L’etno-band salentino-cremonese reduce da un tour negli Stati Uniti
di Luca Muchetti
CREMONA- Hanno riscosso grande interesse e sincero entusiasmo i concerti-lezione che i Khaossia hanno tenuto la scorsa settimana negli Stati Uniti. La band di Luca Congedo, Fabio Turchetti, Stefano Torre con la voce narrante di Giorgio Galanti si è esibita alle Saint Joseph’s University di Philadelphia e in alcune high school di New York e del New jersey. La seconda volta dell’etno-band salentina in America si deve all’invito del Consolato Generale d’Italia, che già lo scorso anno aveva voluto la band in terra americana per alcuni concerti-conferenza.

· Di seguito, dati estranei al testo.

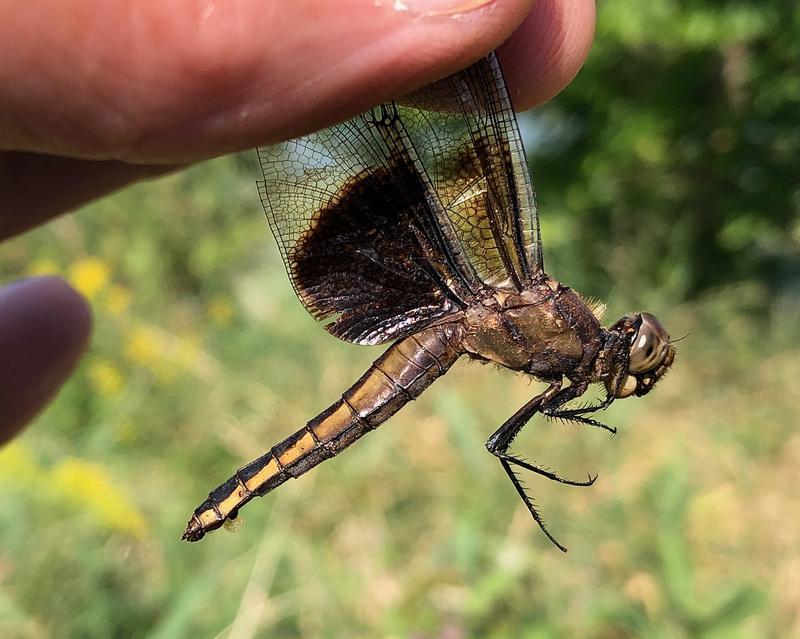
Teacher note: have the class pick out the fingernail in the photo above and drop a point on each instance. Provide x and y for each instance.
(434, 8)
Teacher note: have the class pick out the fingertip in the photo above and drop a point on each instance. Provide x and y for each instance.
(44, 329)
(547, 50)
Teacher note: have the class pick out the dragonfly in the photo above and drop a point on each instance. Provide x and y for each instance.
(415, 224)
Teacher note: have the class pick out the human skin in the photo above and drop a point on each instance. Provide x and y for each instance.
(96, 95)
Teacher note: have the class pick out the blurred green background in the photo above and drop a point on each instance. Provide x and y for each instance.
(668, 179)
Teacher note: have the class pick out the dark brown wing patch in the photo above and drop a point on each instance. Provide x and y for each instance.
(361, 262)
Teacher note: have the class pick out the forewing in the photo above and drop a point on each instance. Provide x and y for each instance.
(406, 213)
(466, 136)
(352, 217)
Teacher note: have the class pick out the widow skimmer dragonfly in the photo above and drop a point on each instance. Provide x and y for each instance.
(415, 224)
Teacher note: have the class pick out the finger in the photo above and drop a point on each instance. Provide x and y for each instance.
(44, 329)
(547, 50)
(171, 82)
(539, 59)
(35, 188)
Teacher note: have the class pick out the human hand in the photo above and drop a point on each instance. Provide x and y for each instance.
(98, 95)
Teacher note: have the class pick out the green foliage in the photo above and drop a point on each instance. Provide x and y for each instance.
(673, 158)
(667, 177)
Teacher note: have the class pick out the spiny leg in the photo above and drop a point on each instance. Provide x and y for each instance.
(529, 503)
(500, 441)
(577, 416)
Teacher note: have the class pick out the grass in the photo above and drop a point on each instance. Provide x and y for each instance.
(203, 358)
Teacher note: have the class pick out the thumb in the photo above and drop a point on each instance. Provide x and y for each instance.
(44, 329)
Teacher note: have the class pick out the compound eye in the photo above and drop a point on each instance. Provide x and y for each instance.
(649, 346)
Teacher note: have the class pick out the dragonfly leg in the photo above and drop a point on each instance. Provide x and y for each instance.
(578, 416)
(500, 441)
(529, 503)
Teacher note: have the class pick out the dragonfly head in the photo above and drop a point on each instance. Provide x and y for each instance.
(650, 354)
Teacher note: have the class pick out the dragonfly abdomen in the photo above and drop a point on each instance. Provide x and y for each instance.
(398, 376)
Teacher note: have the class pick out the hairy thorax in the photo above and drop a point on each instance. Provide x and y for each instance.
(546, 330)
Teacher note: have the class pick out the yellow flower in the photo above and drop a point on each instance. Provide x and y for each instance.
(90, 488)
(89, 275)
(118, 299)
(105, 378)
(43, 267)
(220, 310)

La nuova occasione è stata offerta dalla presentazione diLa Grechesche, album col quale la formazione torna ai tempi della Repubblica di Venezia nel XVI secolo, recuperando alcune composizioni pubblicate nel 1571 da Andrea Gabrieli. Del tour del gruppo si è occupata i-Italy, webzine notissima nella comunità italo-americana, con un ampio articolo e un’intervista a Luca Congedo. Lo spettacolo ha colto nel segno, tanto che durante lo show i ragazzi che assistevano all’esibizione hanno spontaneamente accompagnato le musiche tenendo il tempo con le mani e in qualche caso ballando scatenati. «Anche meglio dell’ultima volta – ci racconta Luca, appena tornato dagli States -. E’ stato un tour maturo: abbiamo raccolto riscontri positivi sia nei locali, come il Drom, tempio della world music newyorkese (dalla registrazione della serata verrà pubblicato un Live in NYC, prossimo album della band, ndr) o il Crossroad, una vecchia chiesa metodista, sia in situazioni più istituzionali come la St. Joseph’sUniversity. Qui a fine concerto una ventina di ragazzi americani ci ha chiesto di organizzare dei corsi di ballo di pizzica, mentre nei locali un pubblico di appassionati che si spostava dal Jersey a New York ci ha seguito con grandissima partecipazione». E ora? «C’è in programma un ritorno: ci vorrebbero il 2 giugno, perla Festadella Repubblica. E’ molto probabile un nuovo tour in ottobre, in nuove città. Le più papabili sono Washington, Boston e Chicago. Insomma questo ponte con l’America è sempre meno un’esperienza estemporanea. Noi, come è ovvio, non possiamo che esserne felicissimi».